There’s no way of estimating how many ‘botched’ boob jobs there are each year. Unless a woman takes legal action, there’s no central record of complaints or of those who seek corrective surgery. But Patrick Mallucci, Consultant Plastic Surgeon at University College London and the Royal Free Hospitals, who led the study, says he sees about five women a month who are unhappy with the results of implants they have had.
He says: ‘I spend a lot of time each month redoing breast augmentations that have been done poorly by other surgeons, leaving a woman with uneven, misshapen or droopy breasts, or a gaping cleavage.’
Part of the problem, says Mallucci, is that it is often hard for women to communicate what they want from surgery. ‘Patients often talk about the cup size they’d like to go up to, or that they want volume in a particular area or a fuller cleavage, but this is usually very vague.
‘What we need are objective measurements. The division into thirds and fifths by artist Leonardo da Vinci acts as a guide for surgeons performing facelifts – these dimension are simply pleasing to the eye. We also use precise nasal proportions that provide a template for the ideal nose shape and size, which acts as a map for rhinoplasty.’

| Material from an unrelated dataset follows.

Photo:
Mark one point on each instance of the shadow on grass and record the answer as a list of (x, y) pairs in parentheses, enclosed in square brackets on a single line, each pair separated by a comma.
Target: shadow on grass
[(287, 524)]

This year Mallucci conducted a three-month study to pinpoint the exact factors that make a woman’s breasts attractive. Titled Concepts In Aesthetic Breast Dimensions: Analysis Of The Ideal Breast, Mallucci’s study analysed the breasts of 100 topless models.
‘For 30 years The Sun has been putting a picture of a topless girl on Page 3 every day, making it one of the paper’s most enduringly popular features,’ explains Mallucci. ‘The fundamental rule is that for a girl to make it on to Page 3, she must have entirely natural breasts.

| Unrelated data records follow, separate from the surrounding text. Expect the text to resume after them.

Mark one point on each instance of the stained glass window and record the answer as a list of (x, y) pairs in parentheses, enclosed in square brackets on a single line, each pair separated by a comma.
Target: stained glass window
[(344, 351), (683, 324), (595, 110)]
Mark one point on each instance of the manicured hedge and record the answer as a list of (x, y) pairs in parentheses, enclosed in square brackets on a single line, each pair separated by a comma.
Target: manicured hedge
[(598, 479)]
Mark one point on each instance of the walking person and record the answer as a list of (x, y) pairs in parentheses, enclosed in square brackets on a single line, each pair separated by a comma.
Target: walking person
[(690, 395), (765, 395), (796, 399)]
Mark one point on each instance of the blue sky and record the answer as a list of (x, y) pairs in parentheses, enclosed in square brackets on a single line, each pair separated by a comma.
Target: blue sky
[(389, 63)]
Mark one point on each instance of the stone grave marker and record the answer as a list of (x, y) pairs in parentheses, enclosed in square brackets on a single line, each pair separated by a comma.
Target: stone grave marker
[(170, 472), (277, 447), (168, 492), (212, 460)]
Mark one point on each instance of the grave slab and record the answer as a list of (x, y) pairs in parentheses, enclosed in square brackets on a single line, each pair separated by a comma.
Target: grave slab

‘The fact that Page 3 remains as popular now as ever shows that the woman who selects these topless models – and interestingly it is a woman – is doing something right.
‘It made me question what it is that makes readers find these breasts appealing to the eye, and whether there is a common theme between them that might define that.’
Though it would be easy for cynics to assume otherwise, this was a serious study based on a series of scientific measurements and not on the opinions of Mallucci.
‘We used computer measuring tools to examine the dimensions and proportions of each pair of breasts, identifying four features common to all of them,’ he explains.
The features analysed were the dimensions of the upper and lower pole, medical terms that describe the areas above and below the nipple; plus the angle at which the nipple points and the slope of the upper pole.
‘The study revealed that in all cases the nipple ‘‘meridian’’ – the horizontal line drawn at the level of the nipple – lay at a point where, on average, the proportion of the breast above it represented 45 per cent of overall volume of the breast and below it 55 per cent.
‘In the majority of cases the upper pole was either straight or concave, and the nipple was pointing skywards at an average angle of 20 degrees. In all cases the breasts demonstrated a tight convex lower pole – a neat but voluminous curve.
‘For the second part of the study I analysed images of the breasts of ordinary women pre- and post- implant surgery to establish whether, if a breast deviates from these measurements, it becomes less attractive. And the answer is that it does, regardless of size.’
For the first time plastic surgeons now have a powerful visual imagery of the proportions that make a breast attractive. ‘Now we can show women images to highlight shape and form that will actually give them what they want,’ says Mallucci.
Software has been developed using three-dimensional, predictive photography to enable surgeons to show patients on a screen how their own breasts would look with implants of different shapes and sizes.
‘Many women seek breast surgery after pregnancy has left them with deflated breasts and comment that they’d like fullness added to the top.
'But when shown an image of a woman’s breasts that fit the 45:55 ratio versus breasts that have more fullness on the upper pole, very few women ever then select the latter.’
As Mallucci concludes, it’s not that most surgeons don’t know what makes a breast attractive, it’s just that nobody’s studied and defined it before. In theory it could lead to a reduction in the number of poor boob jobs.